The SNPA also found out that the poachers are also killing hawksbills, known as Torti Kare in Creole. Hawkbills are named for their narrow, pointed beak. They also have a distinctive pattern of overlapping scales on their shells that form a serrated-look on the edges. These coloured and patterned shells make them highly-valuable and commonly sold as "tortoise shell" in markets.
Glberte Gendron, the marine operations coordinator at SNPA, told the press that “At Cap Ternay, SNPA manages a park and works in collaboration with a non-governmental organisation, Global Vision International (GVI) and it was one of their staff who discovered the remains of a sea turtle. The way the remains were scattered on the rocks definitely shows that it was not something brought by the waves but poached by humans. He immediately took photos of the remains and informed our institution. We also informed the department of environment. The remains of the dead sea turtle date a few weeks back and for now we do not have any information on who committed the crime. This is not the first case that we have received; during the COVID-19 lockdown we noticed a few cases. Currently only our staff are on patrols and the poachers know our schedules. For the moment we have two concrete cases and we have to note that we are not yet in the nesting period. Unfortunately these cases concern mainly juvenile turtles.”
Ms Gendron is urging the population to please note that the turtles are endangered species and on Mahé we have mainly hawkbills. “Unfortunately we are killing the most endangered species among the sea turtles. Please STOP the poaching!”
Luke Searle-Evans, the programme manager at GVI, also explained that when he picked up the remains of the sea turtle, there was still some flesh on the bones two weeks ago.

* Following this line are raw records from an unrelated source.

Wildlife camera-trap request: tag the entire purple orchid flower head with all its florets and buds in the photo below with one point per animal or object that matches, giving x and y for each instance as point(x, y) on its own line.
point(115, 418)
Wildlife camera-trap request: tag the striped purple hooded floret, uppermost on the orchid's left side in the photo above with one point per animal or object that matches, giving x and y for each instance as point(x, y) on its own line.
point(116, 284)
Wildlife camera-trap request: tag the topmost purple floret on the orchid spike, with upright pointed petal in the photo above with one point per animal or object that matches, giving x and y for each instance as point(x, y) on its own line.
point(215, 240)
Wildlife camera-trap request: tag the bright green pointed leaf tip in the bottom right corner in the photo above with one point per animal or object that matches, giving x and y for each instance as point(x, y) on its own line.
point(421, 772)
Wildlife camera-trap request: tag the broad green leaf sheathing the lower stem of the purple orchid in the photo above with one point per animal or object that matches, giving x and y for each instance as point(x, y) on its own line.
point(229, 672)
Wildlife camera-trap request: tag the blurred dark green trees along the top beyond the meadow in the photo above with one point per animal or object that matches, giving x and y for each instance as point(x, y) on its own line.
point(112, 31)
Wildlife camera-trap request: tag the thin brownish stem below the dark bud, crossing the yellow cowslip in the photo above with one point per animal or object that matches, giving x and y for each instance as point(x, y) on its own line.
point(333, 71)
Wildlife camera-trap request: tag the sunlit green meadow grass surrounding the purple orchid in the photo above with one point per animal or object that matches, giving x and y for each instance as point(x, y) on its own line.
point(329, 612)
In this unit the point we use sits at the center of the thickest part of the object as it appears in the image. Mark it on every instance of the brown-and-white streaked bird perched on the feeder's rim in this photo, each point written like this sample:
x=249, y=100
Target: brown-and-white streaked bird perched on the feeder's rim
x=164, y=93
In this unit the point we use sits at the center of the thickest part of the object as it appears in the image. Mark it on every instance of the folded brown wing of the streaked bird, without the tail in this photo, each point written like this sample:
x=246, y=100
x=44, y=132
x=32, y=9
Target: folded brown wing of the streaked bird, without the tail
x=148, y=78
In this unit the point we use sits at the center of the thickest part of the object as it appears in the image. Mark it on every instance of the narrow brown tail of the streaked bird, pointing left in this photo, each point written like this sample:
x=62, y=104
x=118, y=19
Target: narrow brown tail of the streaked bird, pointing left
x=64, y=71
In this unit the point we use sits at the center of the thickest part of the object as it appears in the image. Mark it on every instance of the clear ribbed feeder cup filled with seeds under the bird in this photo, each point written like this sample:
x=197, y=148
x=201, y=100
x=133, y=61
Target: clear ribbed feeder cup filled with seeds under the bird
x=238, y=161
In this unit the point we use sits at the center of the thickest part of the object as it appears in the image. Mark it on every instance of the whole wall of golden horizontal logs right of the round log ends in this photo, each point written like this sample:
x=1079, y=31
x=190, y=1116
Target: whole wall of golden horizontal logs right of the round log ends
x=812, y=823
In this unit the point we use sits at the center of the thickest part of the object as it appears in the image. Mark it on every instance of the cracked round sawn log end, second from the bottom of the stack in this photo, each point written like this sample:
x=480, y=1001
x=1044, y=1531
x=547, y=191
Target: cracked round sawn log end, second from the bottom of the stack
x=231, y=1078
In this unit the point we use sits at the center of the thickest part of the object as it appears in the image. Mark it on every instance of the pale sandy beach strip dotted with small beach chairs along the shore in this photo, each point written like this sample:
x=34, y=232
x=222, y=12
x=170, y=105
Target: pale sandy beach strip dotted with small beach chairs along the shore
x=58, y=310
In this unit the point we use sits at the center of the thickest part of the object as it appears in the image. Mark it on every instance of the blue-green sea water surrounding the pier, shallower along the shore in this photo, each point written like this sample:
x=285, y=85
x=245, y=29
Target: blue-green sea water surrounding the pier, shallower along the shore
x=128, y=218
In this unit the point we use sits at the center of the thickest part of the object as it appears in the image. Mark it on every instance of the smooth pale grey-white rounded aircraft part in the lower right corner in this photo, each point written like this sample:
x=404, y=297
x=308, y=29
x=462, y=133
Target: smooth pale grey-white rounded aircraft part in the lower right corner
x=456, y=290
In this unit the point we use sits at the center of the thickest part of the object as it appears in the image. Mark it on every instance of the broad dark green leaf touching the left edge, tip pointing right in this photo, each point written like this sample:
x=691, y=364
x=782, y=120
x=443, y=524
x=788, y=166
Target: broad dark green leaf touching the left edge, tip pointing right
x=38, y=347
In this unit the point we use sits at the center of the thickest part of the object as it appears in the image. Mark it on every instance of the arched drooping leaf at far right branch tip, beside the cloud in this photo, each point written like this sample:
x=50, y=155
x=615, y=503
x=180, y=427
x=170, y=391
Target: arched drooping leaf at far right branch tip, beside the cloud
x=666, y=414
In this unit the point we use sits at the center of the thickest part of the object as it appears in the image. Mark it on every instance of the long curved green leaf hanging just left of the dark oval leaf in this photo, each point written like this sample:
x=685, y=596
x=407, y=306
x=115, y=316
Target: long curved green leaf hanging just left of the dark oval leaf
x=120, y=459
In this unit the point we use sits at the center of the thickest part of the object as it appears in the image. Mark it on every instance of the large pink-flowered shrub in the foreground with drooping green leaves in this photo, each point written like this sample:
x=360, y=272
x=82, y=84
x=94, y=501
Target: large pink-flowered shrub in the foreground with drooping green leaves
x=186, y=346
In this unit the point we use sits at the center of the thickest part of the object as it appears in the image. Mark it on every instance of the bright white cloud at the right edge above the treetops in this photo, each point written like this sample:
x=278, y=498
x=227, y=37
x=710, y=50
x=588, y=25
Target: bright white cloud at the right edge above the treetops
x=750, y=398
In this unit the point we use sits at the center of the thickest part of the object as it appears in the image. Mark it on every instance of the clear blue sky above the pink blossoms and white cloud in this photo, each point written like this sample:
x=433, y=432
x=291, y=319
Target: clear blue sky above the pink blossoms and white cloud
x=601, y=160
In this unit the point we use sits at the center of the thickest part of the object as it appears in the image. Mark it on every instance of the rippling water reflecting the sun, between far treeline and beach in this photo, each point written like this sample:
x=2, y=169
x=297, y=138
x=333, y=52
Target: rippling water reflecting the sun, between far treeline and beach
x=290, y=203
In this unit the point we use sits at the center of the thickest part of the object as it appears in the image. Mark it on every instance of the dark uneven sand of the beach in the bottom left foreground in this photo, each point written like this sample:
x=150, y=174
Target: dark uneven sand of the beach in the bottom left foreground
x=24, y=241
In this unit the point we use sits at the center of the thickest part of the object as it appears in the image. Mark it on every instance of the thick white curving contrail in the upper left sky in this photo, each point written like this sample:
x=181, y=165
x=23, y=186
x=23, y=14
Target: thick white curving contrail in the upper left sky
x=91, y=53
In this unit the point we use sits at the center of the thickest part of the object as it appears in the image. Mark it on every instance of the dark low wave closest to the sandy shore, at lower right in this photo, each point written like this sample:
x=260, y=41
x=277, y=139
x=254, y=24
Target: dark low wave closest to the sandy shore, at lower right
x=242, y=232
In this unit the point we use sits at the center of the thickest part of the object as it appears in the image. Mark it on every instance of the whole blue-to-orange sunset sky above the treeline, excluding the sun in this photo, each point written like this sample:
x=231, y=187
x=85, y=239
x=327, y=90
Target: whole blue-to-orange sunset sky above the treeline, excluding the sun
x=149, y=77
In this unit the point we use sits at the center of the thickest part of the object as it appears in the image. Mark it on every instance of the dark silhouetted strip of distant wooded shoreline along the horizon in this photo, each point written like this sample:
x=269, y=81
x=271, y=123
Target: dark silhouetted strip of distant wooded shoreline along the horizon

“We found it too high up on the rocks to conclude that it could not have come from the sea. It was deliberately placed there. When we kill the juvenile species, we are preventing it from producing the number required for the marine world. In the marine park, it is a great place for them to have a protective life as a juvenile. The marine park is rich with different species and we have to protect them. It is a shame to see them being poached illegally,” stressed Mr Searle-Evans.
During our visit to Cap Ternay, we unfortunately found other remains of sea turtles. A faithful dog adopted by GVI is always part of the patrol team and often times, the dog leads the team to the discovery of the illegal activities.
What does the law say?
Any person guilty of an offence against any regulation made under this Act shall, on conviction, be liable to the penalty prescribed by regulation, or where no such penalty is so prescribed, to a fine not less than R5000 and not exceeding R500,000 or to a term of imprisonment not exceeding two years.
(2) Where a penalty is prescribed by regulation, it shall not exceed the maximum fine and imprisonment referred to in subsection (1).
(3) On convicting any person for an offence against any regulation, the Court in addition to any penalty imposed may cancel any licence issued to that person to operate any boat or vessel or motor vehicle or aircraft which is proven to have been used in the commission of the offence.
The accompanying photographs by our photographer Thomas Meriton show some of the turtle remains that were found.